How to split data into train and test in python

MlopsHow-ToBeginner · 3 min read

How to Split Data into Train and Test Sets in Python with sklearn

Use train_test_split from sklearn.model_selection to split your data into training and testing sets. It randomly divides arrays or matrices into subsets, typically specifying the test size with test_size and a random seed with random_state for reproducibility.

📐

Syntax

The train_test_split function splits arrays or matrices into random train and test subsets.

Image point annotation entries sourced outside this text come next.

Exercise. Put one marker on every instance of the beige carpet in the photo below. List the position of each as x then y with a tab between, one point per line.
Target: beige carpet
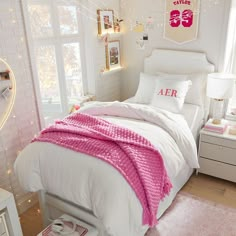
193	216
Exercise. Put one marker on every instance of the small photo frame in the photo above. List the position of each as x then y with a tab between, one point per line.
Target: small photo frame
113	55
105	21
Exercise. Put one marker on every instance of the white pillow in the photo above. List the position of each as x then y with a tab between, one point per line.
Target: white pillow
197	93
145	88
170	94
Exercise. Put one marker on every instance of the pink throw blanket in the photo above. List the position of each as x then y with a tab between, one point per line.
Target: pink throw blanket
131	154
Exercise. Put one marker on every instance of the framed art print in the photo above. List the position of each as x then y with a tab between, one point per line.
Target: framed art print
181	20
113	55
105	21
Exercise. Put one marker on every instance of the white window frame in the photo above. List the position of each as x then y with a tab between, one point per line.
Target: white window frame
57	41
230	62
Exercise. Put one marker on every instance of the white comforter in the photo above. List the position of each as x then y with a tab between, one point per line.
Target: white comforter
94	184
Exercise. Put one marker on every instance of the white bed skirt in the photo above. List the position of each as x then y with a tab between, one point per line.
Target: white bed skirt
53	206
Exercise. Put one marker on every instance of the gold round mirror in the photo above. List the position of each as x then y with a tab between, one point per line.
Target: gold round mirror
7	91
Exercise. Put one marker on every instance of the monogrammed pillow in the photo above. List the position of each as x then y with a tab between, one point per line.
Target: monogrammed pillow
145	88
197	93
170	94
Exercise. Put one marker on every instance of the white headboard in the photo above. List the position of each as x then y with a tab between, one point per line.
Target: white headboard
178	62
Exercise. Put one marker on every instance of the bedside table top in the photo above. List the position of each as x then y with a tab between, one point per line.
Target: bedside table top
225	135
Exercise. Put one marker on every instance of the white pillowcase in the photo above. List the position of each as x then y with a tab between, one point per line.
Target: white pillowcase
197	93
146	88
170	94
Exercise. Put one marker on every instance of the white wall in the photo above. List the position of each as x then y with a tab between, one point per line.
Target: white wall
22	124
211	36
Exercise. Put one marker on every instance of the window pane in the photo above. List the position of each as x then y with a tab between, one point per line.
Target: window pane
68	19
73	72
40	21
48	79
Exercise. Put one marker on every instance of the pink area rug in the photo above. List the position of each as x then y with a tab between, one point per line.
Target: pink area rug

arrays: The data arrays to split (e.g., features and labels).
test_size: Fraction or number of samples for the test set.
train_size: Fraction or number of samples for the train set (optional).
random_state: Seed for random number generator to get reproducible splits.
shuffle: Whether to shuffle data before splitting (default is True).

python

from sklearn.model_selection import train_test_split

X_train, X_test, y_train, y_test = train_test_split(
    X, y, test_size=0.25, random_state=42
)

💻

Example

This example shows how to split a simple dataset of features and labels into 75% training and 25% testing data. The random_state ensures the split is the same every time you run it.

python

from sklearn.model_selection import train_test_split
import numpy as np

# Sample data: 10 samples, 2 features each
X = np.arange(20).reshape((10, 2))
# Labels for each sample
y = np.arange(10)

# Split data: 75% train, 25% test
X_train, X_test, y_train, y_test = train_test_split(
    X, y, test_size=0.25, random_state=1
)

print('X_train:\n', X_train)
print('X_test:\n', X_test)
print('y_train:', y_train)
print('y_test:', y_test)

Output

X_train: [[ 8 9] [14 15] [ 0 1] [ 4 5] [16 17] [ 2 3] [12 13]] X_test: [[10 11] [18 19] [ 6 7]] y_train: [4 7 0 2 8 1 6] y_test: [5 9 3]

⚠️

Common Pitfalls

Common mistakes when splitting data include:

Not setting random_state, which makes results different each run and hard to reproduce.
Using an incorrect test_size value (e.g., >1 or negative).
Not shuffling data when order matters, which can cause biased splits.
Splitting features and labels separately without using train_test_split together, causing misaligned data.

python

from sklearn.model_selection import train_test_split
import numpy as np

X = np.arange(10).reshape((5, 2))
y = np.arange(5)

# Wrong: splitting features and labels separately (misaligned)
X_train_wrong, X_test_wrong = train_test_split(X, test_size=0.4)
y_train_wrong, y_test_wrong = train_test_split(y, test_size=0.4)

# Right: split together to keep alignment
X_train, X_test, y_train, y_test = train_test_split(X, y, test_size=0.4, random_state=0)

print('Wrong X_train:', X_train_wrong)
print('Wrong y_train:', y_train_wrong)
print('Correct X_train:', X_train)
print('Correct y_train:', y_train)

Output

Wrong X_train: [[4 5] [0 1] [2 3]] Wrong y_train: [1 3 4] Correct X_train: [[4 5] [0 1] [2 3]] Correct y_train: [4 0 2]

📊

Quick Reference

Parameter	Description	Default
arrays	Data arrays to split (features, labels)	Required
test_size	Proportion or number of test samples	0.25 if train_size not set
train_size	Proportion or number of train samples	None (computed)
random_state	Seed for reproducible splits	None
shuffle	Shuffle data before splitting	True

✅

Key Takeaways

Use sklearn's train_test_split to split features and labels together for aligned data.

Set random_state to get the same train-test split every time you run your code.

Specify test_size as a fraction (e.g., 0.25) to control test set size.

Avoid splitting features and labels separately to prevent misalignment.

Shuffle data before splitting unless you have a reason not to.